En Thaïlande, l'interruption volontaire de grossesse est devenue légale jusqu'à 12 semaines en février 2021, puis, sous certaines conditions, jusqu'à 20 semaines en octobre 2022. Mais "des inégalités persistent", souligne Kritaya Archavanitkul, professeure à l'université Mahidol et coordinatrice du réseau Choices Network Thailand. "Il y a des services d'IVG dans 39 des 77 provinces thaïlandaises. Et nous avons découvert que beaucoup de ces services sont privés." Chonthita Kraisrikul, cheffe de projet au sein du collectif Tamtang, abonde : "A notre connaissance, très peu d'hôpitaux publics sont prêts à pratiquer des IVG."
"Le coût d'une IVG varie de 5 000 bahts ‒ 15 fois le salaire minimum journalier ‒ à 20 000 bahts.

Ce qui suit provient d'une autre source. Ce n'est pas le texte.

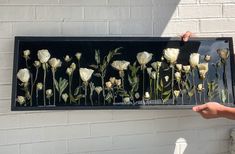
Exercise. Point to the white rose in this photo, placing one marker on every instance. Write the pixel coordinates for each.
(78, 55)
(21, 100)
(171, 55)
(85, 74)
(43, 55)
(23, 75)
(120, 65)
(194, 59)
(98, 90)
(144, 57)
(55, 63)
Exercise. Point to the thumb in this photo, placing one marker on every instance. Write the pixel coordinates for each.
(199, 108)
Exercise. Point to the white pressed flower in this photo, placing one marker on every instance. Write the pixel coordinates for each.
(207, 58)
(149, 70)
(73, 66)
(186, 68)
(120, 65)
(37, 64)
(144, 57)
(166, 78)
(153, 75)
(203, 69)
(26, 54)
(200, 87)
(108, 85)
(98, 90)
(176, 93)
(147, 95)
(85, 74)
(177, 76)
(126, 99)
(118, 82)
(223, 53)
(137, 95)
(49, 93)
(69, 71)
(23, 75)
(55, 63)
(39, 86)
(78, 55)
(179, 67)
(21, 100)
(65, 97)
(194, 59)
(43, 55)
(112, 80)
(171, 55)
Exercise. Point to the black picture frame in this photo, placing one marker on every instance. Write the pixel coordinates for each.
(168, 41)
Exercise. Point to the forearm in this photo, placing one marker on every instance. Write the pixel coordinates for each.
(227, 112)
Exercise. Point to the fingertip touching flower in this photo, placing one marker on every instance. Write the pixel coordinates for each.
(171, 55)
(23, 75)
(43, 55)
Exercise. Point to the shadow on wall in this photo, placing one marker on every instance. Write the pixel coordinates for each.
(163, 12)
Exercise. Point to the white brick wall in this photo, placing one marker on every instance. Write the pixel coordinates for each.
(109, 131)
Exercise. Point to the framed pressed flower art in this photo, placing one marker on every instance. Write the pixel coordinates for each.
(121, 72)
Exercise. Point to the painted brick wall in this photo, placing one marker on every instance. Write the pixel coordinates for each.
(109, 131)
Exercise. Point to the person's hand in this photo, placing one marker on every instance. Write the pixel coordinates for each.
(210, 110)
(186, 36)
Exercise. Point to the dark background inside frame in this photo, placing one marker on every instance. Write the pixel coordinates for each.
(59, 48)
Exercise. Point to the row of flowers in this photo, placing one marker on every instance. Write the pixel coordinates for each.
(174, 86)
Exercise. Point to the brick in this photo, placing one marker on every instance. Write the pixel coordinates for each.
(217, 25)
(122, 128)
(84, 2)
(9, 149)
(119, 2)
(6, 45)
(33, 2)
(5, 76)
(58, 147)
(6, 60)
(90, 116)
(23, 13)
(175, 27)
(89, 144)
(59, 13)
(37, 28)
(129, 27)
(141, 12)
(84, 28)
(200, 11)
(5, 92)
(101, 13)
(43, 119)
(228, 11)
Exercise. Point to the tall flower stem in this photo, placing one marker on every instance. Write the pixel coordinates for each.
(53, 74)
(44, 84)
(172, 84)
(195, 94)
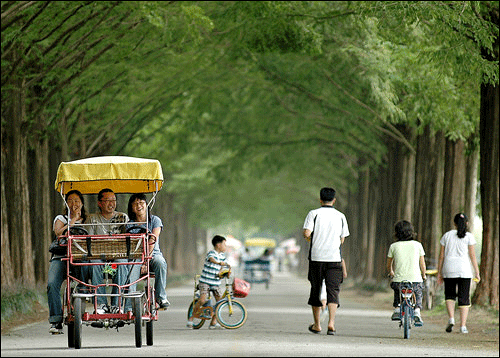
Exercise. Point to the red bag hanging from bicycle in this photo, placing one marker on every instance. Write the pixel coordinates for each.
(241, 288)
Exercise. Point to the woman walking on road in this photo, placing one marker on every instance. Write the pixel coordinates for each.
(455, 258)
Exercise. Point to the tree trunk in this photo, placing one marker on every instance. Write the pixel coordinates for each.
(454, 182)
(472, 160)
(428, 192)
(42, 229)
(487, 290)
(7, 268)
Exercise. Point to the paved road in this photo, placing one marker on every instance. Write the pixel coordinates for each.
(276, 326)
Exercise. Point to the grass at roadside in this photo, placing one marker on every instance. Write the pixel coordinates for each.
(21, 306)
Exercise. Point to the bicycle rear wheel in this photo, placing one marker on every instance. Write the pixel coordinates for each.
(406, 321)
(197, 322)
(233, 320)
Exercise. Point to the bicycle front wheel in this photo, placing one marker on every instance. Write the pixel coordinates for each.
(197, 322)
(231, 316)
(406, 321)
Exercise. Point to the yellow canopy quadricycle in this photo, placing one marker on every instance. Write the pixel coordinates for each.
(118, 173)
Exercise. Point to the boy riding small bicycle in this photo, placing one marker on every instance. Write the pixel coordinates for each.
(405, 262)
(210, 279)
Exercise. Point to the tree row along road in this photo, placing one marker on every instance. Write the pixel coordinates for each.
(277, 326)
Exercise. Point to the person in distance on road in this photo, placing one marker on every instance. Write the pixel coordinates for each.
(405, 262)
(209, 279)
(456, 256)
(325, 228)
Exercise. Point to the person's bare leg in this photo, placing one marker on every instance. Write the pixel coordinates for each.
(332, 309)
(197, 305)
(316, 314)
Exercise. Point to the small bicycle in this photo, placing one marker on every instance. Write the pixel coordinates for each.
(407, 299)
(229, 312)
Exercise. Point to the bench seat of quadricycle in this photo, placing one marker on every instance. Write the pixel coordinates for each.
(93, 247)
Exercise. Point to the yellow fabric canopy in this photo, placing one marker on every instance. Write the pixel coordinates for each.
(260, 242)
(118, 173)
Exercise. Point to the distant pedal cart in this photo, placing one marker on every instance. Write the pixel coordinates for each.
(258, 270)
(122, 175)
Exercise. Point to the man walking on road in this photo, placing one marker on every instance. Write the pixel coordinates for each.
(325, 228)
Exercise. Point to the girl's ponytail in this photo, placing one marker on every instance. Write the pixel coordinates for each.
(461, 221)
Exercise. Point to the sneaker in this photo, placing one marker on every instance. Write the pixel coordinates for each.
(56, 328)
(102, 309)
(215, 326)
(163, 305)
(395, 315)
(451, 323)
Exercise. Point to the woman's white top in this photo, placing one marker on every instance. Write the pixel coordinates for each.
(456, 255)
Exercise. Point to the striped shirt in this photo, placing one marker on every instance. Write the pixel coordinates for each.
(209, 274)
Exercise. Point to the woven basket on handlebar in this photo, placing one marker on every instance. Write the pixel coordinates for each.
(107, 248)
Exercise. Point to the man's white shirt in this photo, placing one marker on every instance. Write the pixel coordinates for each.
(328, 226)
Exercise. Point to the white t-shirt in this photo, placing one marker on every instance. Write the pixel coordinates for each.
(328, 225)
(456, 255)
(406, 257)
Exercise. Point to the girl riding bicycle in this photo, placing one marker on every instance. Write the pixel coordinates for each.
(405, 262)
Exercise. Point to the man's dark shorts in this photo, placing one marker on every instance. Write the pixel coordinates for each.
(331, 272)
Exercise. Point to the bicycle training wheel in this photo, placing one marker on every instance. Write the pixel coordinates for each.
(406, 321)
(197, 322)
(233, 320)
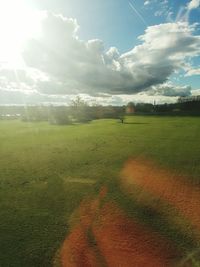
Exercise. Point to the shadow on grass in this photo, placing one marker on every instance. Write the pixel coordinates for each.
(136, 123)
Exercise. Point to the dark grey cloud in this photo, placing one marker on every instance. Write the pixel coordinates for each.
(171, 90)
(76, 66)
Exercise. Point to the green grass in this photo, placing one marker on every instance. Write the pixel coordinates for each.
(38, 163)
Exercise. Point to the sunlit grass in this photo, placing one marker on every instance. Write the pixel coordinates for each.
(38, 159)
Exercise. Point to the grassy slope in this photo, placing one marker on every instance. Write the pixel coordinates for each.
(37, 159)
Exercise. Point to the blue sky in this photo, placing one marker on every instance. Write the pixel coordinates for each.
(118, 24)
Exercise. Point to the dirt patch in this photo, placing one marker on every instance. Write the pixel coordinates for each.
(164, 185)
(105, 236)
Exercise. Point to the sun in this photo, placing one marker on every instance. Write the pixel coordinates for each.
(18, 23)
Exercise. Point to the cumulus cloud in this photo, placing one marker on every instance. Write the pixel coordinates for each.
(193, 71)
(171, 90)
(76, 66)
(146, 2)
(193, 4)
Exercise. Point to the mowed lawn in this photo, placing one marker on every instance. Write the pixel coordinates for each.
(46, 170)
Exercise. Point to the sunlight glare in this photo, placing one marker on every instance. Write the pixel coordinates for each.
(17, 24)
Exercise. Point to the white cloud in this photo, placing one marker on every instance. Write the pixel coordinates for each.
(193, 71)
(76, 66)
(193, 4)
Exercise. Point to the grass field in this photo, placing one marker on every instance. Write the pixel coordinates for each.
(45, 171)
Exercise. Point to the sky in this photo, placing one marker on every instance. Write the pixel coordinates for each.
(106, 51)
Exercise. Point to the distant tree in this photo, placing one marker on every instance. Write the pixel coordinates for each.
(59, 115)
(80, 110)
(130, 108)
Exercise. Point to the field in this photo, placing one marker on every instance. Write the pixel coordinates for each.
(46, 170)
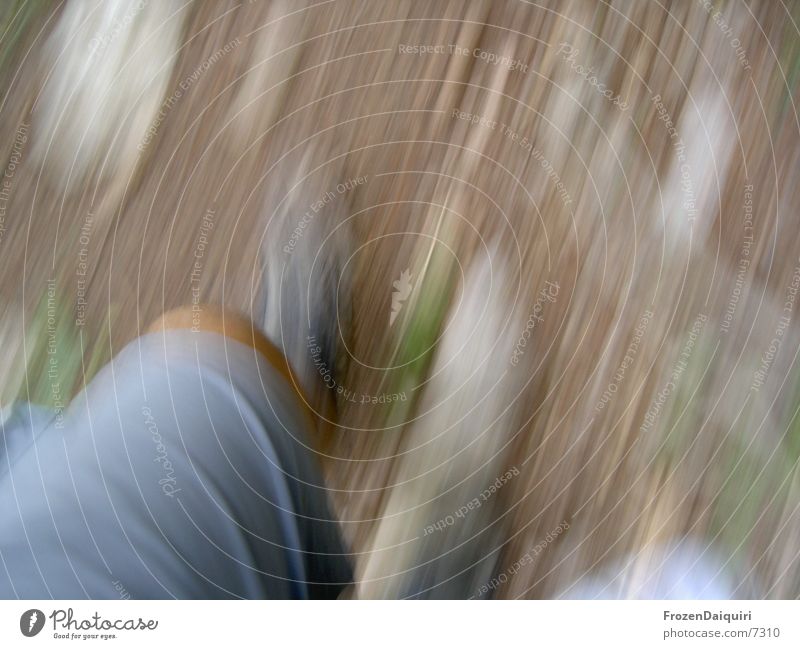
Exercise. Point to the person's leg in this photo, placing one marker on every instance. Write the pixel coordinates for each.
(185, 469)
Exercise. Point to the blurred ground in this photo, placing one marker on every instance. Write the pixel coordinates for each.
(596, 204)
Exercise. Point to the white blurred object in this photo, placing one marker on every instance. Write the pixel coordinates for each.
(683, 569)
(108, 66)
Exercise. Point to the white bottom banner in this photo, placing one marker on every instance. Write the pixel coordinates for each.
(351, 624)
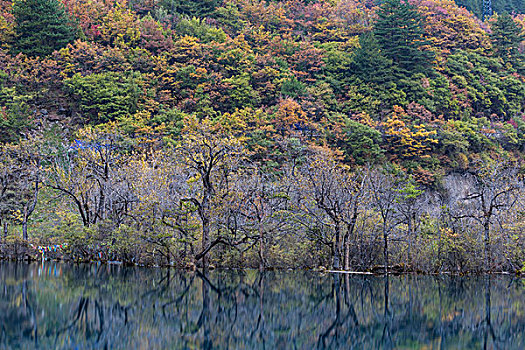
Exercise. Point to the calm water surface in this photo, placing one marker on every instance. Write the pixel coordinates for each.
(62, 306)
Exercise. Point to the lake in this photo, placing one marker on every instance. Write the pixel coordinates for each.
(64, 306)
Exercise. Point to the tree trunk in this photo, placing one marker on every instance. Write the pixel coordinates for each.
(385, 247)
(410, 234)
(204, 211)
(262, 263)
(349, 233)
(24, 224)
(337, 251)
(486, 226)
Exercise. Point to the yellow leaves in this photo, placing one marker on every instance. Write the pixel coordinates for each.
(410, 142)
(120, 27)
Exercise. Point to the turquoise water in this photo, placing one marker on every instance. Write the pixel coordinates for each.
(62, 306)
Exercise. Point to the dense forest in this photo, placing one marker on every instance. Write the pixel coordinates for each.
(347, 134)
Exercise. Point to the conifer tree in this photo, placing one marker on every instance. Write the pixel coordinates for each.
(399, 31)
(41, 26)
(506, 37)
(369, 63)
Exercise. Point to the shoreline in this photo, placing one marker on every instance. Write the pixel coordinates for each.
(321, 271)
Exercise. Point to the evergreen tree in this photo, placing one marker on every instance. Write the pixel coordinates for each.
(42, 26)
(369, 64)
(197, 8)
(399, 31)
(506, 37)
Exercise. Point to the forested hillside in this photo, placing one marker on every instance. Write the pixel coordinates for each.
(270, 133)
(498, 6)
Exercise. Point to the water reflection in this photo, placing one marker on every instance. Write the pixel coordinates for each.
(99, 306)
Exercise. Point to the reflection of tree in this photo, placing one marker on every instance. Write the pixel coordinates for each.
(116, 307)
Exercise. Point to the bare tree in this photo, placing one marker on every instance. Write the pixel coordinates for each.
(384, 194)
(495, 190)
(209, 155)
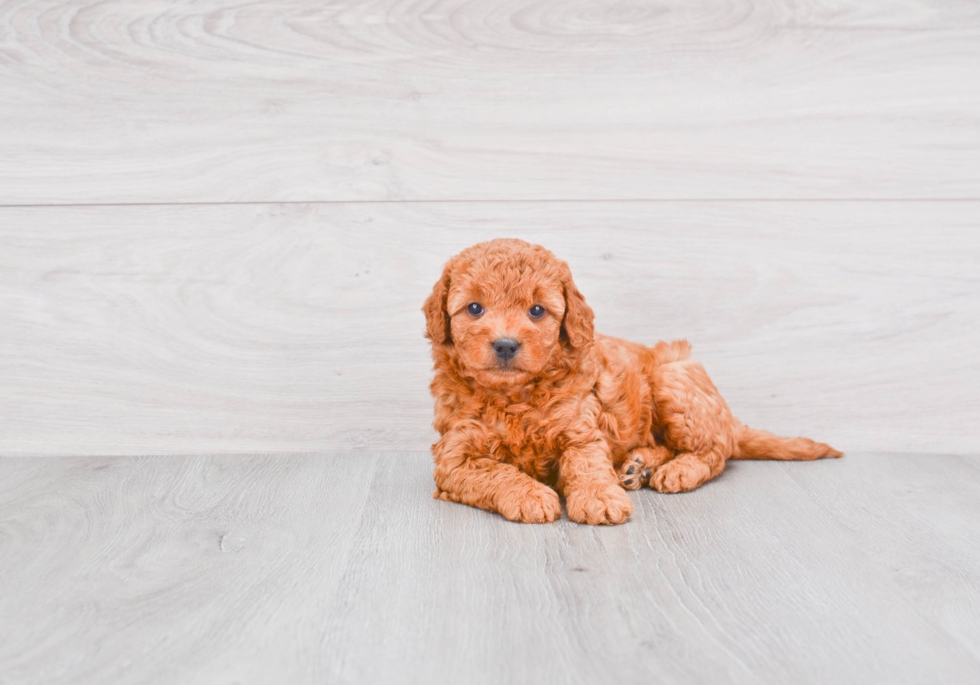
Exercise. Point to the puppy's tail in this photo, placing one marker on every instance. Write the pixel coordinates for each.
(759, 444)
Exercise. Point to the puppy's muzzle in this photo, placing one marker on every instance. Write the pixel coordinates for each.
(505, 348)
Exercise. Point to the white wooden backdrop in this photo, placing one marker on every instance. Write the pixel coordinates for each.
(218, 221)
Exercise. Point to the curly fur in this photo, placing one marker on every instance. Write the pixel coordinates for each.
(575, 413)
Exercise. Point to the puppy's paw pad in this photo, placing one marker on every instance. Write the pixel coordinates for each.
(538, 505)
(610, 505)
(679, 476)
(633, 475)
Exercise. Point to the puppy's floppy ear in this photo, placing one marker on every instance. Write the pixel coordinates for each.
(436, 317)
(576, 326)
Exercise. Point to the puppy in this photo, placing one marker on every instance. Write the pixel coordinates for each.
(530, 402)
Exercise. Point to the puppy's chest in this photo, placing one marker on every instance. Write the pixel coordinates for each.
(526, 431)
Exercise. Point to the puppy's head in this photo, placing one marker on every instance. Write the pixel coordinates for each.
(509, 310)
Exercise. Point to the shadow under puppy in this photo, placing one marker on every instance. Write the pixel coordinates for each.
(530, 400)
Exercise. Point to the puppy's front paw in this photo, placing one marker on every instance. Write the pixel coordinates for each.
(536, 504)
(598, 505)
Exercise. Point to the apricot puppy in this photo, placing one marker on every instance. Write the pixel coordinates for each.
(531, 402)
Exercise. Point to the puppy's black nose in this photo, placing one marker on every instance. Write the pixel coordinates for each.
(506, 348)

Des femmes pensent que c'est gratuit, mais ça ne l'est pas."
Chonthita Kraisrikul, militante thaïlandaiseà franceinfo
Selon Tamtang, 64% des personnes que le groupe accompagne ont un budget inférieur à 2 000 bahts. "Il est difficile pour elles d'emprunter de l'argent, elles doivent mentir", poursuit Nisarat Jongwisan. Le fonds géré par Tamtang est un soutien crucial pour ces femmes, mais "nous ne pouvons pas aider tout le monde", regrette Chonthita Kraisrikul.
* Le prénom a été modifié pour garantir l'anonymat de la personne interrogée.